しかし家の中には、地上波テレビをはじめ、音声コンテンツの競合となりうるサービス・コンテンツがたくさんあります。図表5は、「音楽や音声コンテンツ」と「動画コンテンツ(テレビを含む)」の利用シェアです。

まず、大きな傾向として、年代が高くなっていくと、「いずれもあまり利用していない」の回答が増えていきます。年齢とともにこれらコンテンツに対する需要が低減していく中で、「音声や音楽コンテンツ」はその割合を維持していますので、相対的に見れば、年齢とともにその存在感は上昇していると考えられます。ただし、60代を除く各年代で、「動画コンテンツ」のほうが優勢との傾向も見られます。特に10代20代といった若い世代では、その差が大きくなっています。自宅のくつろぎシーンを主戦場にするのであれば、「動画コンテンツ」との差別化という視点も今後非常に重要になってくるでしょう。
動画との差別化ポイントは
最後に、「音楽や音声コンテンツ」と「動画コンテンツ」のイメージの違いを尋ねました(図表6)。

「音楽や音声コンテンツ」のイメージが勝っている点として“他の作業をしながらでも楽しめる”、“細切れの時間でも楽しめる”、“センスがよい”が挙がっています。これらの3点は既に動画コンテンツに対して優位に立っており、引き続き、長所を維持すべきポイントになります。特に“ながら時間”、“細切れ時間”について圧倒的なイメージ差がありますので、この軸をぶらすことはできません。運転中、移動中、家事中、これらの時間を有効活用したい、もしくはこれらの退屈な時間をもっと楽しみたいというユーザーのニーズに引き続きしっかりと応えていくべきでしょう。
また、現状「動画コンテンツ」に比べて、劣っているものの比較的スコアの高いものとして、「自分の趣味・興味に合ったものが多い」という項目がありますが、この点も非常に重要と考えます。一つひとつのコンテンツは“細切れ時間”に対応しないといけませんので、コンテンツの時間単位が短くなる傾向にあるはずです。音声コンテンツは動画コンテンツに比べ、映像が不要、そして、コンテンツあたりの時間単位が短くなることにより、1コンテンツの制作費用を低く設定できるメリットがあります。反対に、動画コンテンツ以上により追求していかないといけないところが、多様性であり、先ほどの課題に挙がっている様々なユーザーの趣味、興味、センスに対応していく、パーソナライズの部分です。それは単にコンテンツを増やすだけではなく、自分に合ったものをユーザーが探しやすくするための工夫かもしれません。

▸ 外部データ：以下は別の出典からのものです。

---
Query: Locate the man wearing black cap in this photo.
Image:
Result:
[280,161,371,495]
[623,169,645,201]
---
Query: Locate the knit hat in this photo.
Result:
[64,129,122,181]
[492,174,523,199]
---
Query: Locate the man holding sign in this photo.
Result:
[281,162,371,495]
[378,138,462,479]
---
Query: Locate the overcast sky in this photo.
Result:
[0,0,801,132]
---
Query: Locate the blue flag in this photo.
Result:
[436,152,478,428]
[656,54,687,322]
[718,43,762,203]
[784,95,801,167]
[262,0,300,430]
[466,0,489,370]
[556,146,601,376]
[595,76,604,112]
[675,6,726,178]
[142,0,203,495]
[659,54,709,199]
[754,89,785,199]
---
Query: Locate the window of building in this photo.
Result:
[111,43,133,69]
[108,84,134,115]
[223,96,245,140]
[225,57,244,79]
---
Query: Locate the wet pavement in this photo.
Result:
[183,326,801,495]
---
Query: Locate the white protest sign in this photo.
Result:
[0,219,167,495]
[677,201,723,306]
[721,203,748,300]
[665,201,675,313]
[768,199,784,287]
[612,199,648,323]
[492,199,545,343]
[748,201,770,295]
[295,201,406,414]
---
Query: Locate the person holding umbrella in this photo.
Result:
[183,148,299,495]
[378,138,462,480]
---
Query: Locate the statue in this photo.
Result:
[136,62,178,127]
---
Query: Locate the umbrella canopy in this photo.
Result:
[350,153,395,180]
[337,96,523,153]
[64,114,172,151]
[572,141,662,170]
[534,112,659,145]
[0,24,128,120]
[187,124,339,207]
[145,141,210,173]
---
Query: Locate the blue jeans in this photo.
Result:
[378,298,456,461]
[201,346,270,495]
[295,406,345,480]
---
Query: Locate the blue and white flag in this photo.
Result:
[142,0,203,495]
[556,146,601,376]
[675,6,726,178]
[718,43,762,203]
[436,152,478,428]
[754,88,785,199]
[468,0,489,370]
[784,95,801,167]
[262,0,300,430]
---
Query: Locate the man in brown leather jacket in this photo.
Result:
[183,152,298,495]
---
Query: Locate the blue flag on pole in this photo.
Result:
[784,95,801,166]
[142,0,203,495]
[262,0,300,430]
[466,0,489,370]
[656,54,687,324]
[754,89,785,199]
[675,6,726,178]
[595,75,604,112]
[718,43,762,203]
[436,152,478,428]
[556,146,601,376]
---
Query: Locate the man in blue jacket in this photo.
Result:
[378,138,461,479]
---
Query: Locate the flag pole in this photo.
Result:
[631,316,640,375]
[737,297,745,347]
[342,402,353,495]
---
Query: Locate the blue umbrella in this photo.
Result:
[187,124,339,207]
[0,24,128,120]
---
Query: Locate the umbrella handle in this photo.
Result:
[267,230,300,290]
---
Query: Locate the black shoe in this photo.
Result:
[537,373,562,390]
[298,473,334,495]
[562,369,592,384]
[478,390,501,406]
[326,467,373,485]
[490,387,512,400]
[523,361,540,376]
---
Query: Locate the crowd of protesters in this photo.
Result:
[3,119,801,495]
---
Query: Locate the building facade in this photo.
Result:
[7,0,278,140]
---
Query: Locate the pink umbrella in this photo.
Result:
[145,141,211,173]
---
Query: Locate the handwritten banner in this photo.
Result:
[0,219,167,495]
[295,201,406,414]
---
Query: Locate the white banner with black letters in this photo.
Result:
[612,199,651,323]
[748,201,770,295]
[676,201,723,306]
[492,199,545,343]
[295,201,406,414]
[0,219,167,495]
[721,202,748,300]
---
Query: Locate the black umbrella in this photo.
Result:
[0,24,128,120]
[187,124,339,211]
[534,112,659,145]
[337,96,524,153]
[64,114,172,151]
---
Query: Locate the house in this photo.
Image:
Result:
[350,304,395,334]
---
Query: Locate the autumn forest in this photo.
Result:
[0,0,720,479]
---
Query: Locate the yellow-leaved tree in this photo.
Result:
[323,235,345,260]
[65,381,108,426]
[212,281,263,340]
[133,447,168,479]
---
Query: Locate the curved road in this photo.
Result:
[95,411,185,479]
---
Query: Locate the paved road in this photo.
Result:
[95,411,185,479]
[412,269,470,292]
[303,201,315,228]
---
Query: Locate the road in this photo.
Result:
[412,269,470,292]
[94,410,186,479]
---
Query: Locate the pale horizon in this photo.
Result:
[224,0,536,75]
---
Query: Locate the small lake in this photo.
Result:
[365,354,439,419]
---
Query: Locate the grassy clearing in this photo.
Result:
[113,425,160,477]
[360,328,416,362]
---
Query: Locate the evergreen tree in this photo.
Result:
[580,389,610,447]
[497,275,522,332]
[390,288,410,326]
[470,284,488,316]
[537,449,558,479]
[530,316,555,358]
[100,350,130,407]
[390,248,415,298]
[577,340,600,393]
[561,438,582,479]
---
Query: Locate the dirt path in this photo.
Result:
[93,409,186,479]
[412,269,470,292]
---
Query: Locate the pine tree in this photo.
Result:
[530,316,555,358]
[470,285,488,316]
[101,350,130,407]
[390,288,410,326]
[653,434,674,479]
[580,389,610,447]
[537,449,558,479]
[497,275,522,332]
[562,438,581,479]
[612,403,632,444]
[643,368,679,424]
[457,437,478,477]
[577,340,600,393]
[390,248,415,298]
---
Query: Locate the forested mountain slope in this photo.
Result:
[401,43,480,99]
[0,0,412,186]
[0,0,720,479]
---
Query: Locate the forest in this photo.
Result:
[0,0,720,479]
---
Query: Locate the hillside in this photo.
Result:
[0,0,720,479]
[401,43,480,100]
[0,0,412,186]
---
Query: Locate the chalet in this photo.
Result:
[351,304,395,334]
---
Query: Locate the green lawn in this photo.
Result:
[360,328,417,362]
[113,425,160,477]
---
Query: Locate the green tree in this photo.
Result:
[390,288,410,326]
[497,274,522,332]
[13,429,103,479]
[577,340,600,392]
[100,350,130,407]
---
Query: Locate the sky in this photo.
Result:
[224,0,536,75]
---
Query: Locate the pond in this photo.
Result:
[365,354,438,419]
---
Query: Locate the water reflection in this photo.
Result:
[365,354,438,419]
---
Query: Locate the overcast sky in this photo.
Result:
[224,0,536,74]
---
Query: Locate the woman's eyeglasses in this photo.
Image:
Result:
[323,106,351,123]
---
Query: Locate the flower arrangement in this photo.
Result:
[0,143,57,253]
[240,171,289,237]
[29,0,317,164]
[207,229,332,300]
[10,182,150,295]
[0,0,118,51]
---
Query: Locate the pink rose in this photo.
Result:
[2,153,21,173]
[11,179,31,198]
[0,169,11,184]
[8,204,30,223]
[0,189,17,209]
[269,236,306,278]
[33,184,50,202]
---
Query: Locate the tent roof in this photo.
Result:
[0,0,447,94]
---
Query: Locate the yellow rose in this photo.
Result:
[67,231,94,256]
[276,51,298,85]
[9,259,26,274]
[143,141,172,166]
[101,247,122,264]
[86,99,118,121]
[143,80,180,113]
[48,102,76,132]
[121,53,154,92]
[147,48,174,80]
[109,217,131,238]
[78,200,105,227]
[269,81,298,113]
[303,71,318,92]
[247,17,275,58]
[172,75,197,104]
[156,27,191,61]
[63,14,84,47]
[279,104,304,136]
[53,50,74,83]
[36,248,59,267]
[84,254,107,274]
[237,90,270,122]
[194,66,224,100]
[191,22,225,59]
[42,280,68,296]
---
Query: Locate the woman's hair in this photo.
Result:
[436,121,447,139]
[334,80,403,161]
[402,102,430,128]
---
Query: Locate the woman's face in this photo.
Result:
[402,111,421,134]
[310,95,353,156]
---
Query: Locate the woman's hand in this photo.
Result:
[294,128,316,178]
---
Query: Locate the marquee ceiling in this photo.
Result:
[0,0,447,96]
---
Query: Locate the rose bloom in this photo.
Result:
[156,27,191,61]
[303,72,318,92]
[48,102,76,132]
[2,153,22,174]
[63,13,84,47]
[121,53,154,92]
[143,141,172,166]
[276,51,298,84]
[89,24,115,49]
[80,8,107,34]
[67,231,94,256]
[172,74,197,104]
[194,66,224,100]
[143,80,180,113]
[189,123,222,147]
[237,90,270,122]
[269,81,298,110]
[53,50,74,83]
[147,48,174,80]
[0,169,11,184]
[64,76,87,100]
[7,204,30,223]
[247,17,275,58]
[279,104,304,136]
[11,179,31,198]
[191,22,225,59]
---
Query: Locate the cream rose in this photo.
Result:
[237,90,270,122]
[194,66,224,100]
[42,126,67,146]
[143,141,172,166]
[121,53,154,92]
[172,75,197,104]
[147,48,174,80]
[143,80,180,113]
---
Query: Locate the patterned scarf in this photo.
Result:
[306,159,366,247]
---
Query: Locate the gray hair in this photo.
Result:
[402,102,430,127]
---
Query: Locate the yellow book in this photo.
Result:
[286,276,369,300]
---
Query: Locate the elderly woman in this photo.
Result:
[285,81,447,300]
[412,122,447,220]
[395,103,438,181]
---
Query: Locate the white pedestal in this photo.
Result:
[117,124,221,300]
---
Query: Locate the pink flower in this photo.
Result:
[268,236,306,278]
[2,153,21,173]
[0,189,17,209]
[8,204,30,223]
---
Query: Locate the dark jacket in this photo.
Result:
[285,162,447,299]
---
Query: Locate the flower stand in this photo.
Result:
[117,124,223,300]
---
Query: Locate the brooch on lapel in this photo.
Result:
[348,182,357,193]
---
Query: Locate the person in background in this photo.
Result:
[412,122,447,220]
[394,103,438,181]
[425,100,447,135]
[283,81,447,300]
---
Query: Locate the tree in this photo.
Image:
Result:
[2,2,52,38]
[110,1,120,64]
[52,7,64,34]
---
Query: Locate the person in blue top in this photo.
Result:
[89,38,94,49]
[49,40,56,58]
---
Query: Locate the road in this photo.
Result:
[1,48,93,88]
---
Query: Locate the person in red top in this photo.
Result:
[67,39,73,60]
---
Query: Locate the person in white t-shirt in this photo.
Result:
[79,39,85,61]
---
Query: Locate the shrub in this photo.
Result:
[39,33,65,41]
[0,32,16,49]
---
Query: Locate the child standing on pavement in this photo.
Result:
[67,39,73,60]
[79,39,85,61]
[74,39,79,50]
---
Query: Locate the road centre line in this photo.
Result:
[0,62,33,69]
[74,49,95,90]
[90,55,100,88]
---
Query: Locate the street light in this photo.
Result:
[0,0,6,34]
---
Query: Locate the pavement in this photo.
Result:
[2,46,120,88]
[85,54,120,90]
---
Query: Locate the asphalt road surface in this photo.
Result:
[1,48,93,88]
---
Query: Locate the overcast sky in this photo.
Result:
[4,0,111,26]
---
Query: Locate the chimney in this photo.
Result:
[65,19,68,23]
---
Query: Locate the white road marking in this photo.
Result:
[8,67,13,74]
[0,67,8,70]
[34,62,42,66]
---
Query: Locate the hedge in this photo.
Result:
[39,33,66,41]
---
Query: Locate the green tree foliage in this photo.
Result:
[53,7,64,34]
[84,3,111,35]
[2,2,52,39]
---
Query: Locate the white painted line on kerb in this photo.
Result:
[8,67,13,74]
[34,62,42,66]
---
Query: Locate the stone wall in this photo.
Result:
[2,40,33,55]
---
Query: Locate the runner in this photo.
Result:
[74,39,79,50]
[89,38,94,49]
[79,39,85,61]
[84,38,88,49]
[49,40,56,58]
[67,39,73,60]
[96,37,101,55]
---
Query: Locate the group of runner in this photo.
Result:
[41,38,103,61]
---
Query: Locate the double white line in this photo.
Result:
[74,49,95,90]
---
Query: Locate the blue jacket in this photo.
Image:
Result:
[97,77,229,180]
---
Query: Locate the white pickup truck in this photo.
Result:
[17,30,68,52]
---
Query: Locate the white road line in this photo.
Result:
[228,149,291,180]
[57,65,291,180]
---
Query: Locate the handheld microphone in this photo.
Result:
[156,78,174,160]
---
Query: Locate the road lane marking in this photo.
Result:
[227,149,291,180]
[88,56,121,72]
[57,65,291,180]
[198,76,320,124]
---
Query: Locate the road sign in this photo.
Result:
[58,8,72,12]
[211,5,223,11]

このように、利用シーン×デバイスの特性を正しく理解し、その上でユーザーの個性や好みに合ったものをしっかりと届けていくことが、今後の音声コンテンツに求められていることなのではないでしょうか。
■調査概要
調査主体:マクロミル、翔泳社(共同調査)
調査方法:インターネットリサーチ
調査対象:全国15~69歳の男女(マクロミルモニタ会員)
割付方法:平成27年国勢調査による、性別×年代の人口動態割付/
合計2,000サンプル
調査期間:2018年4月21日~4月22日
・本文の数値は四捨五入した整数で表記。
・百分率表示は四捨五入のため丸め計算を行っており、合計が100%とならない場合がある。